TAIPING: All 11-year-old Tan Jia Yi wants is to be a Malaysian citizen.
Born to a Malaysian father and Indonesian mother, Jia Yi, who turns 12 in a few months’ time, was denied citizenship by the National Registration Department (NRD) as he was born a day before his parents registered their marriage.
His father, Tan Ban Guan, related that after months of gathering documents and hitting brick walls trying to register their marriage, he and his wife were told that they could do so at the NRD in Ipoh on July 26, 2005.
“Coincidentally, my wife went into labour the same day. By the time Jia Yi was born, it was already too late.
“The officer was about to go home and told us to come the next day, which we did,” the 45-year-old part-time mosaic layer and odd job worker said after submitting his son’s application for citizenship for the third time in the last four years.
Ban Guan, whose three younger children are Malaysian citizens, said that Jia Yi also did not have Indonesian citizenship as his wife had not registered the boy’s birth in her country.
“We are very worried for his future. What’s going to happen when he comes of age?
“He won’t be able to further his education, neither can he gain legal employment,” he said.

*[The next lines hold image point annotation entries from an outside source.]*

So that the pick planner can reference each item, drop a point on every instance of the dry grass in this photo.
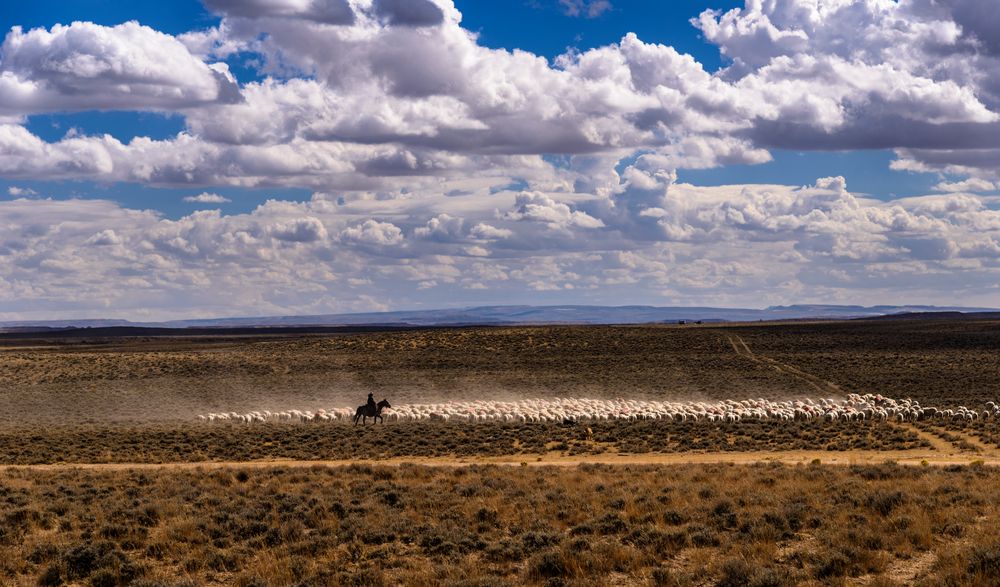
(680, 525)
(141, 380)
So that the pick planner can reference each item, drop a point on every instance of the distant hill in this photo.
(515, 315)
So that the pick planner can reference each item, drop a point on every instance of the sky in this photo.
(187, 159)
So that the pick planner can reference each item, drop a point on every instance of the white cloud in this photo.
(968, 185)
(725, 245)
(19, 192)
(373, 232)
(207, 198)
(565, 172)
(588, 8)
(537, 207)
(86, 66)
(300, 230)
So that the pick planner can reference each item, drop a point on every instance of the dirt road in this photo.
(904, 457)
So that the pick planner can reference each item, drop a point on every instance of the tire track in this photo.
(821, 385)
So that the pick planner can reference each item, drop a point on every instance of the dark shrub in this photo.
(51, 577)
(832, 564)
(548, 564)
(674, 518)
(534, 541)
(985, 563)
(884, 502)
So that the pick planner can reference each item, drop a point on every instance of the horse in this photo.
(364, 412)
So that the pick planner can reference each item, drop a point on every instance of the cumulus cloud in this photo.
(588, 8)
(207, 198)
(537, 207)
(725, 245)
(968, 185)
(300, 230)
(19, 192)
(84, 66)
(372, 92)
(373, 232)
(566, 169)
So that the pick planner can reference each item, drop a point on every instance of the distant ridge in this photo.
(518, 315)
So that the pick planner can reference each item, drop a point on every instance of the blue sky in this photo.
(531, 25)
(308, 156)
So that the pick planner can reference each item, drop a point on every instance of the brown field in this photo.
(590, 525)
(158, 512)
(142, 380)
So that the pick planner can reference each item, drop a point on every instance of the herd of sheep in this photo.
(854, 407)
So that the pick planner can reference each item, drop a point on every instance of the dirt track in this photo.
(907, 457)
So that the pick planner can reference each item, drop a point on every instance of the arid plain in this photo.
(109, 478)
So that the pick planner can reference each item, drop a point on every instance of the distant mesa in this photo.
(514, 315)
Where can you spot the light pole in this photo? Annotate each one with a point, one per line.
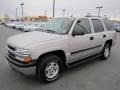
(53, 8)
(22, 10)
(99, 8)
(16, 14)
(64, 10)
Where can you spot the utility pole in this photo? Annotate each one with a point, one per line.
(22, 10)
(64, 10)
(99, 9)
(53, 8)
(45, 12)
(16, 14)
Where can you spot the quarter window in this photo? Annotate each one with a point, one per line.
(108, 24)
(98, 26)
(84, 23)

According to Ban Guan, Jia Yi was being bullied in school for being “different”.
“In the last two years, he has become more aware of his situation and keeps asking us about it.

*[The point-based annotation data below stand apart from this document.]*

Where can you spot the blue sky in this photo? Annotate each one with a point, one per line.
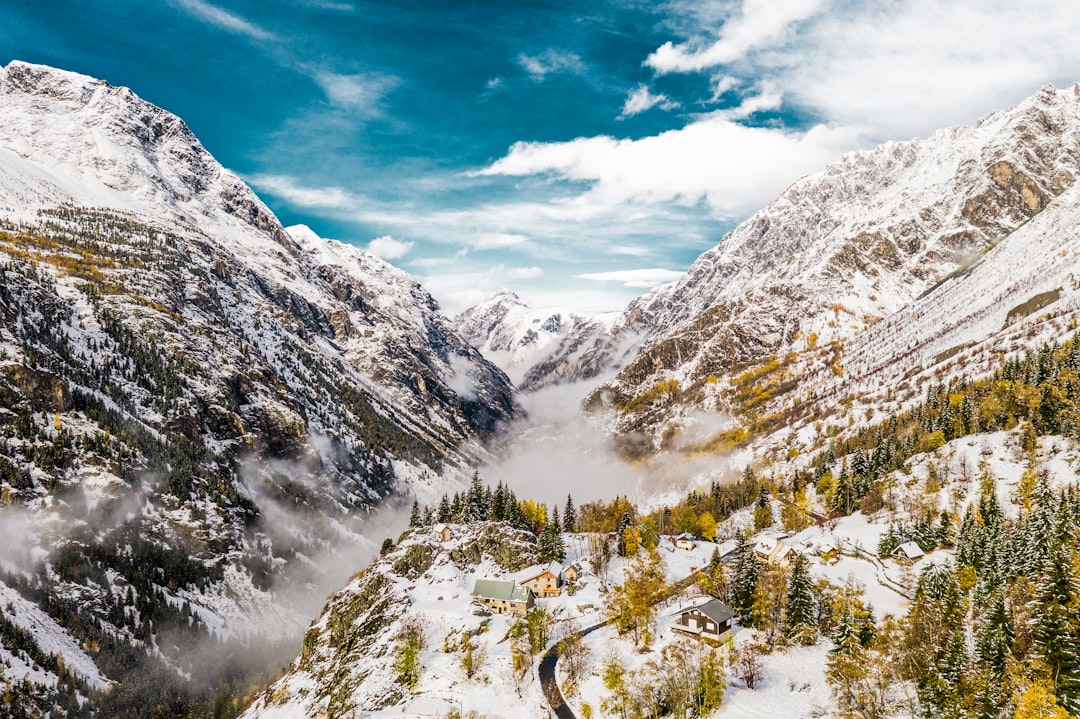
(578, 152)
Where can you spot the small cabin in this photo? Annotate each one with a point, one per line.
(685, 541)
(575, 570)
(712, 619)
(503, 597)
(775, 552)
(543, 580)
(907, 554)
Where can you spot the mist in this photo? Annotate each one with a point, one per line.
(558, 450)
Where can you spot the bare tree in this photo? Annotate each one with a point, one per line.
(599, 554)
(747, 665)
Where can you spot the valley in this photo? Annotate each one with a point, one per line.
(215, 428)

“He is becoming withdrawn and his grades have dropped,” he said.
Volleyball coach Patrick Morton, who is helping Ban Guan apply for citizenship for Jia Yi, said the boy had queried why he could not represent Perak in volleyball in the State Schools Sports Council meet.
“He is good enough to represent the state. The obvious reason that he has not been selected is because he’s not a Malaysian citizen.
“The boy is a victim of circumstance. We were told that his application will take a year to process.
“Hopefully, it can be done faster since it is not a very difficult case to process,” said Morton.
Asked if he understood what was happening, Jia Yi nodded and said:
“I want to be a Malaysian like my siblings and friends. I am just like them, except that I do not have a MyKid.
“I want to continue attending school and one day represent the country in volleyball,” he added.